7 Tough Questions For Cisco, Insieme Execs After ACI Launch
Cisco's SDN Stand
Cisco Wednesday made its formal entry into the software-defined networking (SDN) space, with its planned acquisition of its SDN-focused spin-in Insieme Networks and the unveiling of its new application-centric infrastructure (ACI).
At an ACI launch event in New York, Cisco and Insieme executives sat down with reporters to field a number of tough questions, ranging from the role Cisco partners will play in the ACI rollout to how Cisco's SDN strategy stacks up against VMware's.
Here's what Cisco and Insieme had to say.
When Will Cisco Start To See Revenue From ACI?
"The Nexus 9000 starts shipping this quarter. We are in the second quarter as of today and the Nexus 9000 starts to ship in Q2. Two models of the 9000 ship in Q2 and two subsequent models will ship in Q3. That's the best way to look at it," said Rob Lloyd (pictured), president of development and sales at Cisco. "The actual revenue implications to Cisco and its partners will evolve over the second half of calendar 2014. But we will begin to actually ship the fabric controller, the APIC… in our fourth quarter of this year."
Lloyd added: "So the revenue implications are now."
Do Partners Need To Be Application Experts To Sell ACI?
"Our partners will need to think a lot more about how applications and the ecosystem evolves," Lloyd said. "We don't want our partners to become SAP experts. We want our partners to understand how those profiles will run in an SAP environment in a three- or four-tier application world. We are going to need to evolve our partners' awareness of applications and help them with services that we actually have not had a broad conversation around today."
"But our services team -- the advanced services team -- is building a portfolio of services and offers, just like we did when we introduced UCS," Lloyd continued. "We built a portfolio of offers... and then scaled those through our partners. So partners will need to evolve their data center practices."
What Else Should Partners Know About Selling ACI?

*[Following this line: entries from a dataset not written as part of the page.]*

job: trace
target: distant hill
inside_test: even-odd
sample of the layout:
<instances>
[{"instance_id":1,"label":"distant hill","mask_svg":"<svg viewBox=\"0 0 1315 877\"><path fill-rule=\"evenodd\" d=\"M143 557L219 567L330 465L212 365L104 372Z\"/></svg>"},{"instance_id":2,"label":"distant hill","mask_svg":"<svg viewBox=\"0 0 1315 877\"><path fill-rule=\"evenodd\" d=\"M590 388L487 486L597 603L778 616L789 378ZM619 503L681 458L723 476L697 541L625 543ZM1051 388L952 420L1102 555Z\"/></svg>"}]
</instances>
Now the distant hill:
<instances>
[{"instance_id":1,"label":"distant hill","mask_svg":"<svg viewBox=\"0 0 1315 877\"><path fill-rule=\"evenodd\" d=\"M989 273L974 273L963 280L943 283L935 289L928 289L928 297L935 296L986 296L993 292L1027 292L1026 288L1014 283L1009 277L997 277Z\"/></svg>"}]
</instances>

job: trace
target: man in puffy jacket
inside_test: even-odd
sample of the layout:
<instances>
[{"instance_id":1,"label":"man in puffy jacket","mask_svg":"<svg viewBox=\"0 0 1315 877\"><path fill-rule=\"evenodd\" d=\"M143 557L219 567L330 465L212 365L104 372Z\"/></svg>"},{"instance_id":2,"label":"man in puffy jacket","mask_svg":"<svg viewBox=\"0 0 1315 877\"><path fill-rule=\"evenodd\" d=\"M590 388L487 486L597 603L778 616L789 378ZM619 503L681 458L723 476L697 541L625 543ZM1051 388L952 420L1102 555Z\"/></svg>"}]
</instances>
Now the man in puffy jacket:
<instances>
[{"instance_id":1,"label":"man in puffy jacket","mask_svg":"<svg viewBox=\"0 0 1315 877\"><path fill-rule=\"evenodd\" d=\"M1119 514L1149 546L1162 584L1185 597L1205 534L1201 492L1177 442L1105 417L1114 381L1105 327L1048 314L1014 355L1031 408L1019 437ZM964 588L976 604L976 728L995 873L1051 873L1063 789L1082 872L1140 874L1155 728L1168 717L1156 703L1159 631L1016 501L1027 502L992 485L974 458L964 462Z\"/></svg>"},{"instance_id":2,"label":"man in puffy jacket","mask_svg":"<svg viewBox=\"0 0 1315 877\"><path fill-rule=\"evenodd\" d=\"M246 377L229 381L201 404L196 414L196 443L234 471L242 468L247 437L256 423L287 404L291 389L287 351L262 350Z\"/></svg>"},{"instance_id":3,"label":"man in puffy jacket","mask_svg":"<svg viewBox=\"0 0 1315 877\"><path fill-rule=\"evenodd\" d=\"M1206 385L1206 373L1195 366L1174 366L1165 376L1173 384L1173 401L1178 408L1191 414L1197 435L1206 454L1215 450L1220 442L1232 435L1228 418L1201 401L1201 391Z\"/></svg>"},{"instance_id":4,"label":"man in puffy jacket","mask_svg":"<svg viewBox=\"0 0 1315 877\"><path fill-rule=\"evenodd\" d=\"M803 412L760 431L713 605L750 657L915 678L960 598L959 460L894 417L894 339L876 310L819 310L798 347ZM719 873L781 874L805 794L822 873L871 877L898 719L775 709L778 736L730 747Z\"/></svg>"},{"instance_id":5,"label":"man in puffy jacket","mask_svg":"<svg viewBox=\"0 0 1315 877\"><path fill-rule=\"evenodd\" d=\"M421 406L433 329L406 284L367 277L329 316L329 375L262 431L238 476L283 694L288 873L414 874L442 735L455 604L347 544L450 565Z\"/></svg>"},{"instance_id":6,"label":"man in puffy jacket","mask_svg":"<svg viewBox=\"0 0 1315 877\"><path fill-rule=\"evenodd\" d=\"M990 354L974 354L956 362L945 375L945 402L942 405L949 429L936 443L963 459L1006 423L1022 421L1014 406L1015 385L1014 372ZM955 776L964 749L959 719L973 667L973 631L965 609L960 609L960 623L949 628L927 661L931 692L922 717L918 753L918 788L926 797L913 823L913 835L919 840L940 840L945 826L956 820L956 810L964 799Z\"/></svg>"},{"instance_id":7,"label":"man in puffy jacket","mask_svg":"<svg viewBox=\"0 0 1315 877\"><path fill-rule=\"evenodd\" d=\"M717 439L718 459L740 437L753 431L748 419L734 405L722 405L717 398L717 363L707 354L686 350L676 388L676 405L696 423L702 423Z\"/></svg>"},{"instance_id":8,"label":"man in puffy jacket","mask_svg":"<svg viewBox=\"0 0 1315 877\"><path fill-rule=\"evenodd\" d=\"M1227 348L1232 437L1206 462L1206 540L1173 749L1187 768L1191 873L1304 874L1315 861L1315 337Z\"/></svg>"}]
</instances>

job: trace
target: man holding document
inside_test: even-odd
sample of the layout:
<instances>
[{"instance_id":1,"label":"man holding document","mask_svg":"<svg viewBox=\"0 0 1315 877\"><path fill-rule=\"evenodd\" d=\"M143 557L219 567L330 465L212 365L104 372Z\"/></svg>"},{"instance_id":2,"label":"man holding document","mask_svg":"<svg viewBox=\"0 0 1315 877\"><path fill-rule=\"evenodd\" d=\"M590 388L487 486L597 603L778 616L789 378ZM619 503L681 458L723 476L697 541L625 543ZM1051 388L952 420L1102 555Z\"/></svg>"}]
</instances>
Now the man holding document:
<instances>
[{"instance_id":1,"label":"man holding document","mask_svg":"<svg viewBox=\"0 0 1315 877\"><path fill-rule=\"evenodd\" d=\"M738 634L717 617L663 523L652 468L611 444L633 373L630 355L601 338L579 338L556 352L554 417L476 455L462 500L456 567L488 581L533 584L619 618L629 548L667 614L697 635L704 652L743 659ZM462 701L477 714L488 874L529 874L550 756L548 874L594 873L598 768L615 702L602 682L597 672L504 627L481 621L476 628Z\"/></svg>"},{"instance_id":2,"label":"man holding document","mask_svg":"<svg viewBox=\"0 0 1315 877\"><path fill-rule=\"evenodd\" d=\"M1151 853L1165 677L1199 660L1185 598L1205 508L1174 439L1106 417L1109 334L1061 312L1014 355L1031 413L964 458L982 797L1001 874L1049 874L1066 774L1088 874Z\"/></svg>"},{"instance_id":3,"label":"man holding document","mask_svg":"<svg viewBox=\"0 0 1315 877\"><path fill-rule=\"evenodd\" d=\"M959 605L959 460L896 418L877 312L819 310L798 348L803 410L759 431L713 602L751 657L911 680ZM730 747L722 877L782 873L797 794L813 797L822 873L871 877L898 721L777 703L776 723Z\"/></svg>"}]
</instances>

"All of us -- and this is not a small task -- will need to broaden the conversations we have across the enterprise to be able to have a conversation more broadly than just network and compute. And that's a big thing -- it's not a small thing," Lloyd said. "That’s a big thing in the go-to-market [strategy]. We will have to be comfortable in building conversations more broadly with different decision-makers in the data center and at the application layer."
How Will Insieme Change With Cisco's Acquisition?
"We will be integrated as being part of Cisco's employees, and we will have the opportunity, basically, to keep doing what we were doing in the context of the same systems and processes we were leveraging," said Soni Jiandani (pictured), senior vice president of Insieme Networks. "We are still leveraging Cisco's supply chain. We are still leveraging the fact that we had Cisco IT personnel sitting alongside with us defining what this new model and transformation would look like for [customers] and how they would embrace Nexus 9000 into existing environments and existing data centers."
Jiandani added: "[The acquisition] is a formality of going from being an external entity to being a 100 percent-owned entity for the team and the engineers."
Will ACI Lock Customers Into A Cisco-Only Architecture?
"It's an extremely open architecture. You saw that, from an open ecosystem standpoint, we will work with a wide variety of systems, hypervisors, orchestration management, as well as layer-4 to -7 services," said Ishmael Limkakeng, vice president of marketing at Insieme. "We will publish the APIs in the data model to be able to work with open controllers. So there is a very open environment, where our customers are not locked in."
How Does ACI Differ From VMware's NSX platform?
"[One difference] is that we are hypervisor-independent. We are seeing customers now increasingly running multiple hypervisors, and that's a trend we expect to see continue. We have been extremely successful selling UCS and selling [it] together with VMware into vSphere environments," said Cisco's Lloyd. "We are seeing Hyper-V and we are seeing KVM deployments across our customers, within both service provider and the enterprise. So multiple hypervisors or being hypervisor-agnostic to deploy these benefits is another difference that we see."
Insieme's Limkakeng added: "Then there is unification of virtual and physical. When you look at customers' environments, they are not just virtual, and they are not just physical. They have applications that reside in both. If you want a common view and a common policy and you want to solve the problems of application agility, you have to address both. This addresses both. [VMware] is primarily in the virtual space."
Is VMware Part Of The ACI Partner Ecosystem?
"Yes," said Insieme's Limkakeng. "We work with them from a hypervisor standpoint and from an orchestration standpoint."